Mother's Baked Beans
1 qt. pea beans
3/4 pound salt pork
1 T. salt
1 t. dry mustard
3/4 c. molasses
1 c. boiling water
Wash and pick over beans. Soak in cold water to cover over night. Drain, cover with fresh water, bring to boiling point, simmer over low heat until skins burst when tested. To test take up a few beans with spoon and blow. When skins break, the beans are tender enough. Drain beans and place in bean pot.

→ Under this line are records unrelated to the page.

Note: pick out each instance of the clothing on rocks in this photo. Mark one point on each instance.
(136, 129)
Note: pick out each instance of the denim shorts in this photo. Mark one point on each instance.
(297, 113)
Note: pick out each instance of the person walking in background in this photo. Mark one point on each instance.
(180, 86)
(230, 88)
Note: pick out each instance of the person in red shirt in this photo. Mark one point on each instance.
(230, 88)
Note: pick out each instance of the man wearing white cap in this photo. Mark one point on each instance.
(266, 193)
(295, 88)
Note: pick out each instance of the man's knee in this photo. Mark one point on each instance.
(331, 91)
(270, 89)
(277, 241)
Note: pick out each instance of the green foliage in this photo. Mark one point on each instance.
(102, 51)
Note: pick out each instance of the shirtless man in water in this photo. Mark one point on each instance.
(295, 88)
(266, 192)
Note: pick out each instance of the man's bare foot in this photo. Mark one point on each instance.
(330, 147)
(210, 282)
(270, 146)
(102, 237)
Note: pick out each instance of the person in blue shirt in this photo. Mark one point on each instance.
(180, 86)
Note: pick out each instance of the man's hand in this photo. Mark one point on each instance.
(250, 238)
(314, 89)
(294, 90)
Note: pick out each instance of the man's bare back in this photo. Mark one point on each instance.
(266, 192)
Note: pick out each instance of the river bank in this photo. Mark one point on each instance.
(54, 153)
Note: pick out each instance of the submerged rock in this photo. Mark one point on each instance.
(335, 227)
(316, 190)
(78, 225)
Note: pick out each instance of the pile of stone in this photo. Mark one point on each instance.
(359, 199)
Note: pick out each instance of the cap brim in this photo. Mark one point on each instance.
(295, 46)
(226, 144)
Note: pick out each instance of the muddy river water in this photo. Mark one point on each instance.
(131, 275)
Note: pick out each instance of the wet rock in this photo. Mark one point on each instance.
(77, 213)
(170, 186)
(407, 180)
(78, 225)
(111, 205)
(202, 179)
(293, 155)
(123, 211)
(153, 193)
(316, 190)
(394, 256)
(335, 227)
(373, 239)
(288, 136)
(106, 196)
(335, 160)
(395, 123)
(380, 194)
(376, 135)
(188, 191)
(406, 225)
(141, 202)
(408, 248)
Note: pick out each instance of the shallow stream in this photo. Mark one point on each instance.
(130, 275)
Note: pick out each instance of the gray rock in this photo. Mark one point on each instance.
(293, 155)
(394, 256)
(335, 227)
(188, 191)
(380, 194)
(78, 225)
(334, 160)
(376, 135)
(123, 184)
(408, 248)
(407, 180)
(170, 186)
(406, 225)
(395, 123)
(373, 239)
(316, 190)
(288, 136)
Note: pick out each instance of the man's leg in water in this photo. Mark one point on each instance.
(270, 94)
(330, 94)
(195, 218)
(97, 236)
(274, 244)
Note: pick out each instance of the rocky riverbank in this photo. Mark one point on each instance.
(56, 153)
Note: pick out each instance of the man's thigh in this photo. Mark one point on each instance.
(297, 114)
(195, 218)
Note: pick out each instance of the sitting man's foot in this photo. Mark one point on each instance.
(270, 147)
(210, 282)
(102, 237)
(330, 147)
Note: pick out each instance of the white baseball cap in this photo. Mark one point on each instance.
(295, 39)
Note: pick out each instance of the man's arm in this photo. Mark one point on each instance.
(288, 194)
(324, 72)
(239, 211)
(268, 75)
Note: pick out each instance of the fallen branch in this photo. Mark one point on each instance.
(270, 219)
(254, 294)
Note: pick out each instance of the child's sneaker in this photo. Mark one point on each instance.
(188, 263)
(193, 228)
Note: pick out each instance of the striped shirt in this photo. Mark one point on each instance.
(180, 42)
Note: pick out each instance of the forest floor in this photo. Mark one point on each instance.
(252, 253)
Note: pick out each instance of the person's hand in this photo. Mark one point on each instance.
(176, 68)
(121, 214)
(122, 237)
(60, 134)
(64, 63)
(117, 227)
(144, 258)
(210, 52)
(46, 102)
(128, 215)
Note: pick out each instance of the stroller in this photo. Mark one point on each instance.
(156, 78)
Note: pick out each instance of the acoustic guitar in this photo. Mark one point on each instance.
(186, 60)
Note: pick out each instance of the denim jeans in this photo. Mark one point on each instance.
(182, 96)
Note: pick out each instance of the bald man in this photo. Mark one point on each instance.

Scrape rind of salt pork and cut several gashes in the meat, press into bean. Mix salt, mustard, molasses and boiling water, and pour over beans. Add more boiling water, if necessary, to cover beans entirely. Cover and bake in slow oven 250 degrees 6 to 8 hours. Add more water if necessary. Uncover and bake 30 minutes longer, until a brown crust has formed. 12 servings.
Apple Dumplings
From: Mrs. G. Rogers, Rochester, N. Y.
2 c. flour
3 t. baking powder
1/2 t. salt
1 1/2 T. sugar
1/4 c. shortening
1 egg, slightly beaten
1/2 c. milk (about)
Applesauce, sweetened
Sift flour, measure, re-sift with baking powder, salt and sugar. Cut in shortening until mixture resembles corn meal. Add egg and enough milk to make a soft dough. Roll on floured board about 1/2 inch thick, then spread with sweetened applesauce, sprinkle with cinnamon and roll as jelly roll. Cut into 1 inch slices and place in well greased baking dish, cut side up. Bake at 400 degree oven about 25 minutes. Cover with lemon sauce and bake another 10 minutes. Serve with additional lemon sauce.
Lemon Sauce
1/2 c. sugar
1 1/2 T. cornstarch
1 c. boiling water
2 T. butter
Grated rind 1 lemon
3 T. lemon juice
1/8 t. salt
Combine sugar and cornstarch; dissolve in boiling water. Cook slowly, stirring constantly unil thick and clear. Remove from heat, add remaining ingredients. Makes 1 1/2 c.